Transform raw coordinates into actionable geospatial features – street networks, POI data, and spatial metrics – using open data with zero setup. Perfect for ML engineers and data scientists building location-based models.
Project description
GeoFeatureKit
A comprehensive Python library for extracting and analyzing urban features from OpenStreetMap data.
GeoFeatureKit empowers urban planners, researchers, and developers to analyze city infrastructure, amenities, and spatial patterns using scientifically rigorous metrics and statistical analysis.
🚀 Key Features
🏙️ Street Network Analysis
- Connectivity Metrics: Streets-to-nodes ratios, average connections per node with confidence intervals
- Pattern Analysis: Street bearing distributions, entropy measures, grid pattern detection
- Density Calculations: Street length per km², intersection density, segment distributions
- Statistical Rigor: Confidence intervals, standard deviations, robust statistical measures
📍 Points of Interest (POI) Analysis
- Comprehensive Categorization: 40+ POI categories with automatic classification
- Density Metrics: POI counts per km² with category-specific breakdowns
- Diversity Analysis: Shannon diversity index, Simpson diversity, category evenness
- Spatial Distribution: Nearest neighbor analysis, clustering patterns
📊 Advanced Urban Metrics
- Data Quality Assessment: Completeness percentages, reliability scores
- Statistical Analysis: Confidence intervals for all major metrics
- Spatial Analysis: Area calculations, density distributions, pattern recognition
- Real-world Validation: Tested on major urban areas worldwide
📦 Installation
# Install from PyPI
pip install geofeaturekit
# Or install directly from GitHub for latest development version
pip install git+https://github.com/lihangalex/geofeaturekit.git
# For development
git clone https://github.com/lihangalex/geofeaturekit.git
cd geofeaturekit
pip install -e .
Requirements
- Python 3.9+
- NumPy, SciPy for statistical analysis
- GeoPandas, OSMnx for geospatial processing
- NetworkX for network analysis
🎯 Quick Start
from geofeaturekit import features_from_location
# Analyze any location worldwide
features = features_from_location({
'latitude': 40.7580, # Times Square, NYC
'longitude': -73.9855,
'radius_meters': 500
})
# Access comprehensive metrics
network = features['network_metrics']
pois = features['poi_metrics']
print(f"Street length: {network['basic_metrics']['total_street_length_meters']:.1f}m")

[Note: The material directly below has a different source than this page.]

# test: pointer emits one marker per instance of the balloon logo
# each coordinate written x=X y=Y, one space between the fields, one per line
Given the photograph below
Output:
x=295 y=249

print(f"POI count: {pois['absolute_counts']['total_points_of_interest']}")
print(f"POI density: {pois['density_metrics']['points_of_interest_per_sqkm']:.1f} per km²")
🌟 Real-World Examples
Times Square Analysis
# Dense commercial district
features = features_from_location({
'latitude': 40.7580, 'longitude': -73.9855, 'radius_meters': 500
})
# Results:
# - 777 network nodes, 2,313 street segments
# - 80.0 km of streets in 0.785 km² area
# - 1,076 POIs (1,371 per km²)
# - 42 unique POI categories
# - High connectivity: 3.59 connections per node
Central Park Analysis
# Park and recreational area
features = features_from_location({
'latitude': 40.7829, 'longitude': -73.9654, 'radius_meters': 500
})
# Results:
# - 356 network nodes, 1,002 street segments
# - 41.3 km of paths and streets
# - 185 POIs (236 per km²)
# - Dominated by benches (35.7%) and recreational amenities
# - Lower but adequate connectivity: 3.26 connections per node
Grand Central District
# Transportation and business hub
features = features_from_location({
'latitude': 40.7527, 'longitude': -73.9772, 'radius_meters': 500
})
# Results:
# - 1,002 network nodes, 2,975 street segments
# - 91.2 km of streets (highest density)
# - 1,131 POIs (1,441 per km²)
# - Mixed commercial and transportation amenities
# - Excellent connectivity: 3.60 connections per node
📈 Comprehensive Output Structure
{
"network_metrics": {
"basic_metrics": {
"total_nodes": 777,
"total_street_segments": 2313,
"total_intersections": 0,
"total_dead_ends": 41,
"total_street_length_meters": 80044.7
},
"density_metrics": {
"intersections_per_sqkm": 0.0,
"street_length_per_sqkm": 101.916091
},
"connectivity_metrics": {
"streets_to_nodes_ratio": 1.488417,
"average_connections_per_node": {
"value": 3.589,
"confidence_interval_95": {
"lower": 3.536,
"upper": 3.643
}
}
},
"street_pattern_metrics": {
"street_segment_length_distribution": {
"minimum_meters": 0.5,
"maximum_meters": 286.6,
"mean_meters": 34.6,
"median_meters": 12.0,
"std_dev_meters": 50.7
},
"street_bearing_distribution": {
"mean_degrees": 163.3,
"std_dev_degrees": 101.5
},
"ninety_degree_intersection_ratio": 0.0,
"bearing_entropy": 2.056
}
},
"poi_metrics": {
"absolute_counts": {
"total_points_of_interest": 1076,
"counts_by_category": {
"total_restaurant_places": {
"count": 173,
"percentage": 16.1,
"confidence_interval_95": {
"lower": 14.0,
"upper": 18.4
}
}
// ... 40+ categories
}
},
"density_metrics": {
"points_of_interest_per_sqkm": 1370.700637,
"density_by_category": {
"restaurant_places_per_sqkm": 220.382166,
"cafe_places_per_sqkm": 94.267516
// ... per-category densities
}
},
"distribution_metrics": {
"unique_category_count": 42,
"diversity_metrics": {
"shannon_diversity_index": 2.245,
"simpson_diversity_index": 0.79,
"category_evenness": 0.601
},
"spatial_distribution": {
"pattern_interpretation": "clustered"
}
}
},
"units": {
"area": "square_meters",
"length": "meters",
"density": "per_square_kilometer"
}
}
🔬 Scientific Applications
Urban Planning Research
# Compare neighborhood walkability
locations = [
{'name': 'Downtown', 'lat': 40.7580, 'lon': -73.9855},
{'name': 'Residential', 'lat': 40.7829, 'lon': -73.9654}
]
for loc in locations:
features = features_from_location(loc)
connectivity = features['network_metrics']['connectivity_metrics']
poi_density = features['poi_metrics']['density_metrics']
print(f"{loc['name']} Walkability Score:")
print(f" Connectivity: {connectivity['average_connections_per_node']['value']:.2f}")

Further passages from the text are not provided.